Although informative, it is important to interpret the results of our research in light of a number of caveats. First and foremost, our analyses were restricted to a relatively modest sample size and case set. Hence, future studies should be aimed at replicating our work with broader case sets and samples. Also, the cases examined in the present investigation did not reflect an intact form per se, which is composed of 11 operational cases. As such, it would be important to assess whether order effects, if any, might lead to different findings with respect to underlying structure. Additionally, future investigations should also be aimed at assessing the fit of alternative models not considered in the present study. As research efforts relating to the Step 2 CS examination increase, and consequently better inform our understanding of various aspects of the program, it may be possible to identify other models worthy of further consideration.

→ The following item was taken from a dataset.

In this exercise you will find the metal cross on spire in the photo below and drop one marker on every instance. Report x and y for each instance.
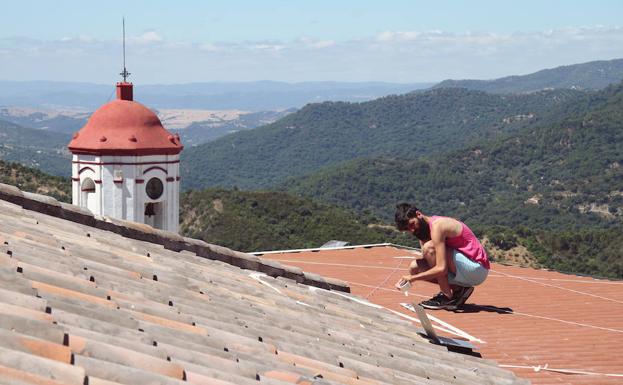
(125, 72)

Despite these limitations, it is important to reiterate that the present study is one of few that has closely examined the structure of a high-stakes, nationally administered test of clinical skills, using appropriate estimation methods and based on careful substantive considerations. Although preliminary, it is hoped that the findings reported in this investigation will not only provide empirical evidence to support the use of current scoring and standard setting models, but also lead to a better understanding of the way in which medical students perform on high-stakes CS examinations.